The mechanics of how music causes emotional reactions is covered in my
first book "This Is Your Brain on Music."  The evolutionary role that
music played in helping our ancestors to form social bonds, preserve
knowledge and information, signal mental and physical fitness for
mating, is the subject of TWISS.  The subtitle is not ambitious if you
consider the thesis I lay out, that certain specific changes to the
brain led to the formation of music, language, art and science. 

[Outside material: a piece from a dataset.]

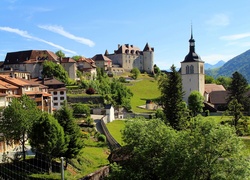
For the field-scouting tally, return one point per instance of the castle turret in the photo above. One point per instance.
(148, 60)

Clearly the book didn't work for you.  It's not for everyone.
  
inkwell.vue.338 : Daniel Levitin, The World In Six Songs
permalink #74 of 103: Andrew Alden (alden) Wed 22 Oct 08 17:58
    
#68/69 explains why I used to have perfect pitch, but after I stopped
playing and listening to music for several years everything went down a
semitone. As you say, it is quite disconcerting.
  
inkwell.vue.338 : Daniel Levitin, The World In Six Songs
permalink #75 of 103: Scott Underwood (esau) Wed 22 Oct 08 23:51
    
I see the connection between the two books and can intuit (but not
articulate) a connection to music that is seemingly not accounted for
in a developmental model, like classical and jazz. It's doubtful our
early ancestors were using music in the ways that modern humans of the
last few hundred years (let alone the past few decades) have been, as
intellectual and aesthetic exercises.

As an analagy, I think of native American "art" -- it wasn't art to the
people who made it, and they oppose the works of their ancestors being
shown in museums. Those objects were part of their life, not creations
set to one side as special. Similarly, songs with lyrics (and likely
dance) were an integral part of existence, not a separate effort.

On the subject of emotional reactions heightened by soundtracks, surely
this is a recent cultural learning. I doubt a 1935 audience would have
reacted to "Vertigo" or even "Star Wars" the way a contemporary
audience does. Our movie-watching history has trained us to expect
tension or resolution with particular musical passages.